Association of Age at Onset With Gray Matter Volume and White Matter Microstructural Abnormalities in People With Multiple Sclerosis

Background and Objectives To investigate whether age at onset influences brain gray matter volume (GMV) and white matter (WM) microstructural abnormalities in adult patients with multiple sclerosis (MS), given its influence on clinical phenotype and disease course. Methods In this hypothesis-driven cross-sectional study, we enrolled 67 patients with pediatric-onset MS (POMS) and 143 sex- and disease duration (DD)-matched randomly selected patients with adult-onset MS (AOMS), together with 208 healthy controls.
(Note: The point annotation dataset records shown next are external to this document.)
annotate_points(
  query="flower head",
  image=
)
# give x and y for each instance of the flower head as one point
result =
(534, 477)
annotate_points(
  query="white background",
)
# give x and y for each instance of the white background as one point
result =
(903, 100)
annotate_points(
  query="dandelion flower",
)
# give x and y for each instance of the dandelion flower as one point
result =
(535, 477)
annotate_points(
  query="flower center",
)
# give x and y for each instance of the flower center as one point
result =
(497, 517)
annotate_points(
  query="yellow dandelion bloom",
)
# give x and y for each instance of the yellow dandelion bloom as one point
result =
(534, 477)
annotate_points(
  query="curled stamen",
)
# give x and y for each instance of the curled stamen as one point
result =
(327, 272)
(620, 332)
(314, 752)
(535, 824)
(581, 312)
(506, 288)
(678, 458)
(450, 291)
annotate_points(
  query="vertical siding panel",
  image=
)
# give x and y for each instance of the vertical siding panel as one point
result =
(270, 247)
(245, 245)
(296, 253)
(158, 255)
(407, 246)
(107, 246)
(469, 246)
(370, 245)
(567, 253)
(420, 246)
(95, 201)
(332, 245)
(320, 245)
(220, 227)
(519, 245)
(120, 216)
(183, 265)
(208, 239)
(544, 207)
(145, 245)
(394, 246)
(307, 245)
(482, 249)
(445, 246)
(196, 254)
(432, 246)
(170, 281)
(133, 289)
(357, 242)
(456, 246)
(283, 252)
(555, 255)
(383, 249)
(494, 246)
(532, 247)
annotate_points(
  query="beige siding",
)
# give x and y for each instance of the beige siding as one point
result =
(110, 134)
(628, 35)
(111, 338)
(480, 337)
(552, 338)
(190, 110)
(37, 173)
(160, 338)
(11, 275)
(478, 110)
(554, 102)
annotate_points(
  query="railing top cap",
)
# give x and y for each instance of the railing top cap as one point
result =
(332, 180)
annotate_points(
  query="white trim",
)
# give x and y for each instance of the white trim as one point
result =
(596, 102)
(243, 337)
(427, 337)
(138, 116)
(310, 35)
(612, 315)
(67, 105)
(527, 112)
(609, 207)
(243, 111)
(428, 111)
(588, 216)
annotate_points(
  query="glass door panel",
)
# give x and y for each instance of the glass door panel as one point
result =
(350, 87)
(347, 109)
All participants underwent neurologic evaluation and 3T MRI acquisition. MRI variables were standardized based on healthy controls, to remove effects of age and sex. Associations with DD in patients with POMS and patients with AOMS were studied with linear models. Time to reach clinical and MRI milestones was assessed with product-limit approach. Results At DD 1 year, GMV and WM fractional anisotropy (FA) were abnormal in AOMS but not in POMS. Significant interaction of age at onset (POMS vs AOMS) into the association with DD was found for GMV and WM FA. The crossing point of regression lines in POMS and AOMS was at 20 years of DD for GMV and 14 for WM FA. For POMS and AOMS, median DD was 29 and 19 years to reach Expanded Disability Status Scale score 3 (p < 0.001), 31 and 26 years to reach abnormal Paced Auditory Serial Addition Task, 3-second version (p = 0.01), 24 and 18 years to reach abnormal GMV (p = 0.04), and 19 and 17 years to reach abnormal WM FA (p = 0.36). Discussion Younger patients are initially resilient to MS-related damage. Then, compensatory mechanisms start failing with loss of WM integrity, followed by GM atrophy and finally disability.

Automated summary

In patients with multiple sclerosis, younger individuals are initially more resilient to brain damage, but compensatory mechanisms eventually fail, leading to loss of white matter integrity, followed by gray matter atrophy and ultimately disability.